“A landmark film for its target audience”
“Happy Hunger Games, and may the odds be ever in your favour”. The patronising yet supposedly heart warming message of encouragement is the main front of the film adaptation of the best-selling ‘Hunger Games’ novels by Suzanne Collins. Set in the future, America has been turned into a totalitarian state as each year, one boy and one girl from each ‘district’, are randomly chosen to take part in a survival of the fittest test for the pleasure of the television viewing audience. However when our hero, Katniss Everdeen (played by Jennifer Lawrence), volunteers to take part as a replacement for her younger sister, she must use all her skills to survive until the end, and create a following of national proportions.
The direction has a unique quality compared to other films in this genre or aimed at it’s target audience, with it’s ‘in the moment’ hand held frenetic environments tied together with no obvious focus on the quite intense violence that ensues. It’s able to guide you into personal dialogues between characters, elaborate opening ceremonies and entertaining circus media that you actually forget what these teenagers are actually involved in. And when it does turn into getting down to the Hunger Games themselves, you are left genuinely shocked to were you have to reassert yourself to think of course, that’s exactly why they’re there.

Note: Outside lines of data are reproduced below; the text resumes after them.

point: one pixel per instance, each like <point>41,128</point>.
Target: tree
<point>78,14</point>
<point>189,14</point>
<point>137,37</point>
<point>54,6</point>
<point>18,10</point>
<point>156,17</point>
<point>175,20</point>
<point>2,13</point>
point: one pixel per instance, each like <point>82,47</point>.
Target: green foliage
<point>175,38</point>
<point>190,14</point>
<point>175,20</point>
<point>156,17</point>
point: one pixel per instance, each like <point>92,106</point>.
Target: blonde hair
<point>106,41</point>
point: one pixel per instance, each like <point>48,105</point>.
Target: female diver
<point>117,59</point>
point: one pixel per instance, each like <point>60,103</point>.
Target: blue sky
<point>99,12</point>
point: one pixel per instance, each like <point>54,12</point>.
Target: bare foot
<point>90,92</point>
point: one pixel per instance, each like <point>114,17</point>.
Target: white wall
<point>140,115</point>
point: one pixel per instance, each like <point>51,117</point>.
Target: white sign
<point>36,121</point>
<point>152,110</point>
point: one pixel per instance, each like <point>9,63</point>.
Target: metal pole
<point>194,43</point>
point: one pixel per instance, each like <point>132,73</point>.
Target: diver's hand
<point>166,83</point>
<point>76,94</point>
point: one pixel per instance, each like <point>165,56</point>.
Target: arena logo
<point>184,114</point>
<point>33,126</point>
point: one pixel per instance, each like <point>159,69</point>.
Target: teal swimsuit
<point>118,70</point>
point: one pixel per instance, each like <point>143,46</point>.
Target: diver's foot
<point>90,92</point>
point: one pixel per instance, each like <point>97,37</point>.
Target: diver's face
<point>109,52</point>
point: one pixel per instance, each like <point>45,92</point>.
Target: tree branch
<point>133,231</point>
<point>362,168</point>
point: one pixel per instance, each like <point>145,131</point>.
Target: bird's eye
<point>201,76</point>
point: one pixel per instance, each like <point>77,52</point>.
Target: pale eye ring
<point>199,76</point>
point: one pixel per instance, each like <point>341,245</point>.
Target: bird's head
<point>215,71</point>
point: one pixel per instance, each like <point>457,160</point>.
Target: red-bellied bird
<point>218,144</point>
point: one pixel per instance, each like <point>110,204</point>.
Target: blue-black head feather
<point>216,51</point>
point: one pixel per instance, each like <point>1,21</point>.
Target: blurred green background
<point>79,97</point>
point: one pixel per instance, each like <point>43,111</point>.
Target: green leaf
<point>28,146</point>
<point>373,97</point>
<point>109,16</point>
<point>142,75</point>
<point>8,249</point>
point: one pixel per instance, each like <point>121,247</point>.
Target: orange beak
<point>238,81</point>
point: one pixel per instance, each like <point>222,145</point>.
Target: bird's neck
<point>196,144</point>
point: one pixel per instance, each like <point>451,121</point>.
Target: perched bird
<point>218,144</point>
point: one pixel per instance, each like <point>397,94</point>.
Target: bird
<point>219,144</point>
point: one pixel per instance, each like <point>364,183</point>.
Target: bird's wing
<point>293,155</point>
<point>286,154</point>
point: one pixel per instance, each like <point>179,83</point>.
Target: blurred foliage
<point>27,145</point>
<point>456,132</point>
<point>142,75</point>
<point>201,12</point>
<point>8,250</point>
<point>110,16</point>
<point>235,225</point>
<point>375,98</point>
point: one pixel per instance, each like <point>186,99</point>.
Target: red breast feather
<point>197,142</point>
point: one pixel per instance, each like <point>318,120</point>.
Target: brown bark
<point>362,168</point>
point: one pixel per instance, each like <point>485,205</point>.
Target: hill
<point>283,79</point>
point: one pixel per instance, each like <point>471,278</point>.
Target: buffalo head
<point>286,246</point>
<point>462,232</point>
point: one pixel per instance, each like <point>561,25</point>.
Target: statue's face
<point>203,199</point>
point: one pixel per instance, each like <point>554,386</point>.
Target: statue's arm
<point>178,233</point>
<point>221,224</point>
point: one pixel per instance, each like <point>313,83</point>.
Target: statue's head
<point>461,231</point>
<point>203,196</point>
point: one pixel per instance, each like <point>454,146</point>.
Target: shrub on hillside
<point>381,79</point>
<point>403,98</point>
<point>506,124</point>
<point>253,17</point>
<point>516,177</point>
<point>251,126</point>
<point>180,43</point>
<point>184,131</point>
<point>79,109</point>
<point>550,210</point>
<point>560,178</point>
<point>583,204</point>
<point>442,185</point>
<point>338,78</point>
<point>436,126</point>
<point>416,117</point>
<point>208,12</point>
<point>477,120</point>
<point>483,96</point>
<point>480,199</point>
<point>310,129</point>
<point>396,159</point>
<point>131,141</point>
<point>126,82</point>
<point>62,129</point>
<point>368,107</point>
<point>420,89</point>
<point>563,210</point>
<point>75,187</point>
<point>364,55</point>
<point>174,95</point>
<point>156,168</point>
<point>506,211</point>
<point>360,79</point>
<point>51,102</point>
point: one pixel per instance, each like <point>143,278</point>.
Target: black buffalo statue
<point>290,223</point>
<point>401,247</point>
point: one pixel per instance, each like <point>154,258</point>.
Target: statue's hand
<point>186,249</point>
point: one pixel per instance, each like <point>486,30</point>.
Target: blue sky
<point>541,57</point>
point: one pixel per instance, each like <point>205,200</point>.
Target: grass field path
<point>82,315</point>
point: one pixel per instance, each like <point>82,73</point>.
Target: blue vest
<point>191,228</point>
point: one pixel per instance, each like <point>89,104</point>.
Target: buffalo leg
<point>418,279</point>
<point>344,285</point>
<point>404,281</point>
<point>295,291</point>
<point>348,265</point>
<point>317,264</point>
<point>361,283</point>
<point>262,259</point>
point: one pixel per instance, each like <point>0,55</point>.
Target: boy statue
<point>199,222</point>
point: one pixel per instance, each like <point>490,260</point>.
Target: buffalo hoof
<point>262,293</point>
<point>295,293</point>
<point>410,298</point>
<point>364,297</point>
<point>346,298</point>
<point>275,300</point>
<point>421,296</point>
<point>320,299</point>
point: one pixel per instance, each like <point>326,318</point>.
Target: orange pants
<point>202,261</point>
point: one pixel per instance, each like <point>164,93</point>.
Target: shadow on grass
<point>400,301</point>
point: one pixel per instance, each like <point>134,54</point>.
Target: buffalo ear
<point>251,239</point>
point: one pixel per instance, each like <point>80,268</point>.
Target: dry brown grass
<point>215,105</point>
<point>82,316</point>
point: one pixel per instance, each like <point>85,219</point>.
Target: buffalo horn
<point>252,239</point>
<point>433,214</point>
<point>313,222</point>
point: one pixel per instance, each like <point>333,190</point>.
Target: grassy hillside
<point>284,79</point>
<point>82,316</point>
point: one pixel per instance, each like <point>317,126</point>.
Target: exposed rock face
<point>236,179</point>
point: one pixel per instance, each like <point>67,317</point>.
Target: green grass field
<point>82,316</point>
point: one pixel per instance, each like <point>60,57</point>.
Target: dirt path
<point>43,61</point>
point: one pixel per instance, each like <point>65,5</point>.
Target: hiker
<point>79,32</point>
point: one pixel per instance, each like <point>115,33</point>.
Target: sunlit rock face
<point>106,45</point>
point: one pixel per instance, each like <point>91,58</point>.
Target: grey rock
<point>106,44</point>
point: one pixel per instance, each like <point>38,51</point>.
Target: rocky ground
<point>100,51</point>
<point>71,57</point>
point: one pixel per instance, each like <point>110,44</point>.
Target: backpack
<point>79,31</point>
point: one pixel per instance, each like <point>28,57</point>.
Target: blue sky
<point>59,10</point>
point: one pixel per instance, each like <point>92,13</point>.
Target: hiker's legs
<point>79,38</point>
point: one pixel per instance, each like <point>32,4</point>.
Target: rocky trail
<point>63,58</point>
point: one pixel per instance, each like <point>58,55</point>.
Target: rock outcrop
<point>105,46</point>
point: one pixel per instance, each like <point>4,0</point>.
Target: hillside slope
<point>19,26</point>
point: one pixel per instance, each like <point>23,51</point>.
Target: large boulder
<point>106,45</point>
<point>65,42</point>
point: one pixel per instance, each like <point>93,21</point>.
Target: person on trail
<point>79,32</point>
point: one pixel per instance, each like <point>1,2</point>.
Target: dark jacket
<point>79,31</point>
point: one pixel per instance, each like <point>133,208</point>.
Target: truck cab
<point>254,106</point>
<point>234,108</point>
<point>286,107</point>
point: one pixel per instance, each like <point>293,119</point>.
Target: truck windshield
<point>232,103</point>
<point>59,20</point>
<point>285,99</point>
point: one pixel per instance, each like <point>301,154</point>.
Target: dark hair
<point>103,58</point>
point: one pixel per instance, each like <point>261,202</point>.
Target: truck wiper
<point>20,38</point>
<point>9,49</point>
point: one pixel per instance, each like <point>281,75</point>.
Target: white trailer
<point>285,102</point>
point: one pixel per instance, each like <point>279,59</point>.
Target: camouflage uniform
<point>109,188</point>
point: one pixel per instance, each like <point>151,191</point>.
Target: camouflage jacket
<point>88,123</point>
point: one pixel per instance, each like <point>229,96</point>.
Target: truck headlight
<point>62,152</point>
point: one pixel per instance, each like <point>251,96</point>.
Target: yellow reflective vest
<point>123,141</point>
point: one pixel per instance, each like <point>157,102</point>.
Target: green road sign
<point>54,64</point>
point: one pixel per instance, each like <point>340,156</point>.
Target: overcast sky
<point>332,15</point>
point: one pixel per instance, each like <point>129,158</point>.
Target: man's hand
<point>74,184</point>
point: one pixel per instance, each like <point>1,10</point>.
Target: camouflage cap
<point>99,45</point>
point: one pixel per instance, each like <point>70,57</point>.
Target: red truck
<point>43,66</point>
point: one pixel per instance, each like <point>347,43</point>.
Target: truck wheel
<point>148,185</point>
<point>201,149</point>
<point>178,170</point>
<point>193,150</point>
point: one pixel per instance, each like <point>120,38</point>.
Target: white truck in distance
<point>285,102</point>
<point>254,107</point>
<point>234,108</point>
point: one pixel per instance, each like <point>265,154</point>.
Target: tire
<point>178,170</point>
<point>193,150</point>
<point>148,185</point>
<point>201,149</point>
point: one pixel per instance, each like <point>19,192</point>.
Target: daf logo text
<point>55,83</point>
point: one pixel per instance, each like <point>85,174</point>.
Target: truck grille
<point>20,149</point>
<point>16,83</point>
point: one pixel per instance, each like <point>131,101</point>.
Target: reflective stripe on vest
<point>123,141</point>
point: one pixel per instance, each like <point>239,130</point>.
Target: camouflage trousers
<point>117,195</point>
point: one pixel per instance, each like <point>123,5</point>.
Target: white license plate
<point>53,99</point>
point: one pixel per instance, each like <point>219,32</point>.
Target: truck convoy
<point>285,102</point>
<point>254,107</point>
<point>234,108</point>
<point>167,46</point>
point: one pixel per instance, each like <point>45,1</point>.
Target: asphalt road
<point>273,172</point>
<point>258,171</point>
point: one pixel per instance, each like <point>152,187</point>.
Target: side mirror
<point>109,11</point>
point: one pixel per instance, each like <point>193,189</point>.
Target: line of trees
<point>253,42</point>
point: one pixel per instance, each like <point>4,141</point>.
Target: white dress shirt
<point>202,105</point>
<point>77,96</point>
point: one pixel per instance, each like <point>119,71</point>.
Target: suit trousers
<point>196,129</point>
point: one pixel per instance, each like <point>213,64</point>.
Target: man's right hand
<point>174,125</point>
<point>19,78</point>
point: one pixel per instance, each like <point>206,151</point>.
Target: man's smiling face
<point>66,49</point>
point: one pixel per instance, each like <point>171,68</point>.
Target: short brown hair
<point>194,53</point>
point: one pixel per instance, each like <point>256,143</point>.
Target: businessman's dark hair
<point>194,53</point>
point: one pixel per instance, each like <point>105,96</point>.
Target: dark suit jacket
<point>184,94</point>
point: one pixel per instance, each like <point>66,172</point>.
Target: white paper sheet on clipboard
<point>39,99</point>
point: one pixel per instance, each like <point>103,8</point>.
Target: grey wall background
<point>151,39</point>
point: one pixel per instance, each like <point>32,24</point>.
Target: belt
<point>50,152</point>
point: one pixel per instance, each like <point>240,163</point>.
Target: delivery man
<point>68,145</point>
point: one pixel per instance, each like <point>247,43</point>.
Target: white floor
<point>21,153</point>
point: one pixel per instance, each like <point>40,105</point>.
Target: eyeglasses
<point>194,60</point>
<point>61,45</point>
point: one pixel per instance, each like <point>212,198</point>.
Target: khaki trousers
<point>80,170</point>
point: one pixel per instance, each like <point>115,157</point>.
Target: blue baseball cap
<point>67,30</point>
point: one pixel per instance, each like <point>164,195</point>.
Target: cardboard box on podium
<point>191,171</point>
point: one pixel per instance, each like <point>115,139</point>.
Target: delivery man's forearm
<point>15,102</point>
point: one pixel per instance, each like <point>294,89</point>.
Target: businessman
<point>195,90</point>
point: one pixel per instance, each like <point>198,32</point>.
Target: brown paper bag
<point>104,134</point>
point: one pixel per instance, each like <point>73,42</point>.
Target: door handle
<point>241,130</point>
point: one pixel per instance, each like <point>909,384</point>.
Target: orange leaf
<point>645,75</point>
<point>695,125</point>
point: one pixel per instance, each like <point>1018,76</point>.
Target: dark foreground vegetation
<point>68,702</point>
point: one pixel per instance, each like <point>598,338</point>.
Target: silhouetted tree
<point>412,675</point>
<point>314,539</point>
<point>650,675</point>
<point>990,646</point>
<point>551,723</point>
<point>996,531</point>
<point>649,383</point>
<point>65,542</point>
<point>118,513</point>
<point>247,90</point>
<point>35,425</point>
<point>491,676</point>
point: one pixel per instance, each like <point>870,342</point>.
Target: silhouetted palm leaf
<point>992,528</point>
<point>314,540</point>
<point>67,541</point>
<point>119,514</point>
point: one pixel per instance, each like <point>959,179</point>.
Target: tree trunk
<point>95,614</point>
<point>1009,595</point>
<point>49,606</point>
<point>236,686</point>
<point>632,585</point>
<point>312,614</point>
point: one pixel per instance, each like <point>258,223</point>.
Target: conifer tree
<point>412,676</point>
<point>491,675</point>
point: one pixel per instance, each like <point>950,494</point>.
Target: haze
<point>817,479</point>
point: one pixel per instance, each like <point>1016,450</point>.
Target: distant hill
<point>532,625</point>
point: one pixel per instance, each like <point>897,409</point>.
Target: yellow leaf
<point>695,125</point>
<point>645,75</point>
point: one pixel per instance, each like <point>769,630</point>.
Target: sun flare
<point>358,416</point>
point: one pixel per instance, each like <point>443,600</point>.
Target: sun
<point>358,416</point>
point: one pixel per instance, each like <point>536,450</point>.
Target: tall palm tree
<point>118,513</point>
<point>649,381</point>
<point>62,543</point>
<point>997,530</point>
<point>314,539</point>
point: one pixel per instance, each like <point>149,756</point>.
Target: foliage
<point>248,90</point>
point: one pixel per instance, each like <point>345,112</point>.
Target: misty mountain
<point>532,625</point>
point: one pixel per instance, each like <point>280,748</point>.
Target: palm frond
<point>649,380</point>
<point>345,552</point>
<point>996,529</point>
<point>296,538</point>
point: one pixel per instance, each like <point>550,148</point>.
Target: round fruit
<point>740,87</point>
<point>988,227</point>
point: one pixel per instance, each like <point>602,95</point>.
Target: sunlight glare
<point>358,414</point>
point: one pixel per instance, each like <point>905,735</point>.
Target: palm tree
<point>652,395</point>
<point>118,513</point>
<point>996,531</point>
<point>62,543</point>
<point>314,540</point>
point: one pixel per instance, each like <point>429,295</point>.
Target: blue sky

The film is not without its flaws. The idea of a split future Americas is passable, but not exactly to the point where I believe the well off citizen’s dress as though they’re in some form of highly flamboyant theatre production, and genetically modified wasps and environment special effects didn’t help add towards the seriousness of the piece. But from the outset, these are only small faults which get mightily overwhelmed by the film’s tone and message.
The main genius theme of the film, which may sound like a negative advertisement, is a sense of dread and doom that our heroes must endure throughout, you have no idea how the film is going to end which keeps you fixed. But at the heart, it’s all about Katniss. Lawrence plays the lead with a strong heart, loveable appeal and yet with immense beauty. Feeling and carrying the weight of expectation from not only organisers but her close loved ones from the rural landscape of Panem’s District 12; Lawrence has purity like no other female heroine. A scene where she comforts her fellow district partner Peeta, you genuinely look beyond the dirt and scars she’s endured and you just simply look at her overwhelming sense of courage and determination.
All the while, this is definitely a landmark film for its target audience. Never before has a film in the modern-day like this tackled, lets face it, the disturbing issue of teenagers having to survive each other from their life being cut short in this barbaric sort of way. The very fact the film is heavily allegorical means you’ll be able to take an absolute bunch of stuff from it. But the one thought after watching was this is a film attempting to be a metaphor for the rise and constant hammering of reality television and the evil cut throat attitude it has towards vulnerable people. And yes, it does pay off.